Sobre pintura e desenho de Gustav Klimt - Cinco
05 - Gustav Klimt - Malcesine am Gardasee, 1913 [Malcesine no Lago de Garda]
Cinco
Havia dias em que te sentavas na outra margem
e de lá vias-me, pelo cânone dos teus binóculos,
descer a leve encosta do castelo,
entre o casario silencioso, banhado pelas cores,
a madrugada esperançosa sempre as traz.
E eu era um ponto no teu olhar,
uma cabeça que despontava aqui e ali,
e por vezes ficava parada a olhar as arcadas
ou a conversar com quem logo aparecia.
Era um tempo tão lento
e a tua alma batia ao ritmo que o tempo
te trazia. Era uma alma branca
como o teu rosto e havia nela
um cansaço surdo que, mal te via,
os olhos se te fechavam e desfaleciam.
Se me sentava a teu lado,
nessa margem secreta que ninguém vê,
era para te falar das águas do lago
e do vasto mundo que não sei.
Depois, apanhávamos um barco
e navegávamos de margem a margem
e no ancoradouro, enquanto as velas
se recolhiam, olhávamos as casas
e nelas sonhávamos os passos a dar,
com o coração a bater e as mãos suadas.
Oiço vozes a cantar, dizias,
e eu levava-te ruas fora,
rumo à perfeita tarde
onde despias a solidão
que te cobria de perfume as faces.
Talvez fosses uma deusa ou uma ninfa disfarçada,
talvez uma sombra ou uma porta,
ou um rasto de luz a inclinar os meus olhos,
ou um segredo que, sob arcos, ali se escondia.

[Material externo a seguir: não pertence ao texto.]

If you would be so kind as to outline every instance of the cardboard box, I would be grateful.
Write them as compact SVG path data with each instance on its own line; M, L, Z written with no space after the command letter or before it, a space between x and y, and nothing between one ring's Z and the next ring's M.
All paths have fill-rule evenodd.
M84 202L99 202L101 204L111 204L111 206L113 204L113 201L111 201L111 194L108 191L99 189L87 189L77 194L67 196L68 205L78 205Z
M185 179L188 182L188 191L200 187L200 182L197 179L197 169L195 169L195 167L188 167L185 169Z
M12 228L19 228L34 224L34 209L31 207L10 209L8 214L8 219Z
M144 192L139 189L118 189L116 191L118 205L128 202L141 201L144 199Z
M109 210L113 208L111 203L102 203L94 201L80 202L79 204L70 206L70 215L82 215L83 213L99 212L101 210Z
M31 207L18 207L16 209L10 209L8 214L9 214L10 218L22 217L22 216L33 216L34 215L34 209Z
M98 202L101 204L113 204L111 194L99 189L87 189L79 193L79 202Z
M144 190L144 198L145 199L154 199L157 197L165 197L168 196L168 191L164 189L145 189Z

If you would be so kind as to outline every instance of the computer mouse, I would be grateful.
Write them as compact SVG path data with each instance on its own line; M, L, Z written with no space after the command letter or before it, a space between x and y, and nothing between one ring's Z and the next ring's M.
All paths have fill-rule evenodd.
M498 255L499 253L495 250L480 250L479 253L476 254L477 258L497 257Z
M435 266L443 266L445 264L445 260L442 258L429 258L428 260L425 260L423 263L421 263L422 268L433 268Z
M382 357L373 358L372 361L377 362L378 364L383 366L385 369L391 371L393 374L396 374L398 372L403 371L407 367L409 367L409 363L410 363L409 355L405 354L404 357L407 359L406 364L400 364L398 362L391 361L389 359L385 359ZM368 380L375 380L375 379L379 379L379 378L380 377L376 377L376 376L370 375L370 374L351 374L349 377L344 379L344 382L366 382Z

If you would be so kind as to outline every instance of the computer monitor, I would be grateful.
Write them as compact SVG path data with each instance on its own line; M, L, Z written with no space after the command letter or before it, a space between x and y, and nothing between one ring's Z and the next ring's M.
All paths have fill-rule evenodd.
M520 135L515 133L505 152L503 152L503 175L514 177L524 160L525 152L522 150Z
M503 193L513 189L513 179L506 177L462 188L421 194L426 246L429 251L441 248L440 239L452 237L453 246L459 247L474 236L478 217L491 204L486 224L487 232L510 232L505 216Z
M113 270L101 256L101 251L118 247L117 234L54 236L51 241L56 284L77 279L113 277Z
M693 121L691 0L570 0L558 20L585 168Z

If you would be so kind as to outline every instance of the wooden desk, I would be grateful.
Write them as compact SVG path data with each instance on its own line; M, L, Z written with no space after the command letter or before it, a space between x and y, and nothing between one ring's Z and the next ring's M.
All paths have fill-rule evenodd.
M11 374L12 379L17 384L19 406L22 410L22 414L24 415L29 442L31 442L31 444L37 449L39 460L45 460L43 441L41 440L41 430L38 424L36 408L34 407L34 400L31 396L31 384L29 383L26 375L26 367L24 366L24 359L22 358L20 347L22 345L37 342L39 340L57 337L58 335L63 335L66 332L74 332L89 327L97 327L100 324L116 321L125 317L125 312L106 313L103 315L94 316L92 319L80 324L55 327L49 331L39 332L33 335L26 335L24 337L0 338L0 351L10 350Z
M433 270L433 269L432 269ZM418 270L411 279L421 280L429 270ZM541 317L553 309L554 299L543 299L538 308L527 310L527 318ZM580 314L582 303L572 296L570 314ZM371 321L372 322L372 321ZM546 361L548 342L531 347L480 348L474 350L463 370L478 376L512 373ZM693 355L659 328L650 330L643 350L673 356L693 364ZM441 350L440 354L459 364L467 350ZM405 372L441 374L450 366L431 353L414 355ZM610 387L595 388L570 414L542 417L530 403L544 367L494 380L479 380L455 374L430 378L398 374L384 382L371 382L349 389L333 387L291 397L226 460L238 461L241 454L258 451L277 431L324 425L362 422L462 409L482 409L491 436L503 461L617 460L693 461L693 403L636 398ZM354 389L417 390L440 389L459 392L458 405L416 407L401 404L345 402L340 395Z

Talvez fosses a margem de onde me vias
ou o barco onde falávamos,
talvez uma casa, um pátio, a pequena rua,
talvez o lago que por mim então chamava.
1 comentário:
Bela legenda para a tela de Gustav Klimt.
A ansiedade da descoberta. O percurso do sonho. A solidão. A escassa certeza e a extensa penumbra do desconhecido:
“para te falar das águas do lago
e do vasto mundo que não sei”.
Talvez o monólogo ou o diálogo imaginado de Malcesine.
O poeta em voo de cruzeiro.
Confirmando, de há bastante, a solidez dos maduros e consagrados.
Falta trazê-lo ao grande público, que não lhe regatearia encómios.